Serving observability is underdeveloped. Recommendation systems have detailed telemetry on every serving event — which features were used, what the model scored, what was returned, what the user did afterward. This telemetry feeds continuous retraining pipelines and quality monitoring. LLM serving systems typically have request latency and error rate monitoring, but limited instrumentation of what actually happened inside the request: which retrieved documents were most influential, what context was used, where the token budget was spent.

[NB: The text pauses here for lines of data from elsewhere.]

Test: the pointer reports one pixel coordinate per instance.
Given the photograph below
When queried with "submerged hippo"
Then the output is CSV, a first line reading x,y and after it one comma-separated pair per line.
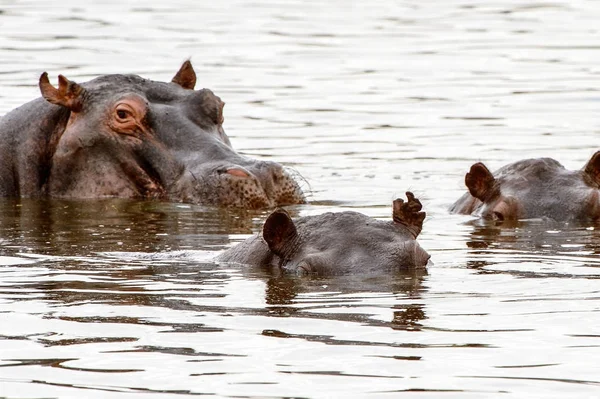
x,y
533,188
336,243
126,136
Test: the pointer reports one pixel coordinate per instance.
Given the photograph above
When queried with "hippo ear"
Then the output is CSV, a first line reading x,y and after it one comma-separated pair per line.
x,y
592,169
279,231
185,77
479,181
408,213
69,94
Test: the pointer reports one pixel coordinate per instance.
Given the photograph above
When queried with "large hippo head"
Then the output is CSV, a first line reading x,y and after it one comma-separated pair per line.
x,y
337,243
125,136
533,188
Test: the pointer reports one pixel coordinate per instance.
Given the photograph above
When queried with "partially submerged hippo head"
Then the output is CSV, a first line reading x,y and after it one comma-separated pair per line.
x,y
533,188
337,243
125,136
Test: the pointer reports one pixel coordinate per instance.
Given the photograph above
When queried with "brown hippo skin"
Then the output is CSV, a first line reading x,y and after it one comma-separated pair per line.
x,y
336,243
531,189
125,136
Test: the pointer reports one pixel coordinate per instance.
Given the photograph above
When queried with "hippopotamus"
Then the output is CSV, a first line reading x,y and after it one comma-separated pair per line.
x,y
339,243
533,189
130,137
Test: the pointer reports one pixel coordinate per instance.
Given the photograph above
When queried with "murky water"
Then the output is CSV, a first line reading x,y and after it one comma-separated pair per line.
x,y
366,100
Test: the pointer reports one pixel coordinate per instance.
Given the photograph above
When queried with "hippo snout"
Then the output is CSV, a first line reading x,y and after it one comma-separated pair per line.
x,y
261,184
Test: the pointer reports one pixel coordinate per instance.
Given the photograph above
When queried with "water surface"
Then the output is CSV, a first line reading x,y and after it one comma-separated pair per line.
x,y
119,298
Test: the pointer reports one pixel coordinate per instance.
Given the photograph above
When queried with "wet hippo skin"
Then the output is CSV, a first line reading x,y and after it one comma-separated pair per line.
x,y
336,243
126,136
533,188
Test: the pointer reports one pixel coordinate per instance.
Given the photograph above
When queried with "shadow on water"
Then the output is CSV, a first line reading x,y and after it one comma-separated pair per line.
x,y
58,227
536,241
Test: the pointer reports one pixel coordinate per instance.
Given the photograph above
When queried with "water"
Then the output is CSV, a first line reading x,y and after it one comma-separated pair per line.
x,y
366,100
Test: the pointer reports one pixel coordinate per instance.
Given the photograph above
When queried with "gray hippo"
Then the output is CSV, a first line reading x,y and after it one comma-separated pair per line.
x,y
531,189
336,243
130,137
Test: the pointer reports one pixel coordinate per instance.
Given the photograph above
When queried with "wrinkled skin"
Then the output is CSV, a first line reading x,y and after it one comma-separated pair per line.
x,y
531,189
336,243
125,136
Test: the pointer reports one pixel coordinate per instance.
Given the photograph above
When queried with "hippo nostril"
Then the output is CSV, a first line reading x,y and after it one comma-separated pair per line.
x,y
238,172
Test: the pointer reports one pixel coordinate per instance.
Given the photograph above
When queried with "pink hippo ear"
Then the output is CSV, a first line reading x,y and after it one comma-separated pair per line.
x,y
279,231
479,181
186,76
408,213
592,169
69,94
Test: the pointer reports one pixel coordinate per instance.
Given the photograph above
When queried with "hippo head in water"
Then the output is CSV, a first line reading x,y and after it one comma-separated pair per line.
x,y
125,136
531,189
336,243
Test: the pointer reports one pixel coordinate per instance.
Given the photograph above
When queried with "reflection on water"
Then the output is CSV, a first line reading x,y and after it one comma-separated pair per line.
x,y
118,298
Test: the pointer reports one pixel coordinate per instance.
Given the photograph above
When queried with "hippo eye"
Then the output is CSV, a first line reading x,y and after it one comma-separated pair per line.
x,y
498,216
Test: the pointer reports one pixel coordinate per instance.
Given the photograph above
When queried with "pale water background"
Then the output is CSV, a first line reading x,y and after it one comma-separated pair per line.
x,y
117,299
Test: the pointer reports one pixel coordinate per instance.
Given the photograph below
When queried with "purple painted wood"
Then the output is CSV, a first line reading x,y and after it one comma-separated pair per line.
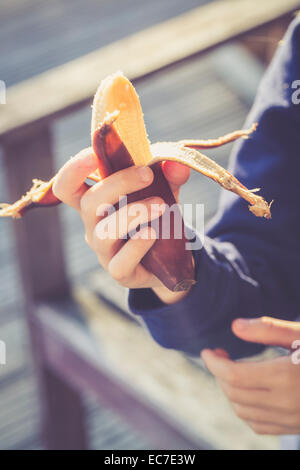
x,y
69,349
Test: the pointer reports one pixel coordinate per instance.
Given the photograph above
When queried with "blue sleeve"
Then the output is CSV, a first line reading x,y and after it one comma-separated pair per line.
x,y
248,266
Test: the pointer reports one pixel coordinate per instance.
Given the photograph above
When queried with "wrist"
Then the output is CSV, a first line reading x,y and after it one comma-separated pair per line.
x,y
168,297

Request-level quality signals are absent. Recommendation systems tie serving events to downstream behavioral signals (click, dwell time, conversion) and use these to evaluate and retrain. LLM serving systems have almost no production quality signal: the model either responded or it errored. Building the feedback loop from user behavior to model quality evaluation is genuinely hard for open-ended generation, but it's not an impossibility — and the teams that build it will have a durable advantage over those that rely on benchmark performance alone.

We're not saying recommendation infrastructure is a blueprint for LLM serving. The architectures are different and the problems aren't identical. But the discipline — close observation of serving behavior, tight feedback loops, explicit management of the training-serving boundary — transfers directly, and teams that carry it tend to build better systems faster than those that don't.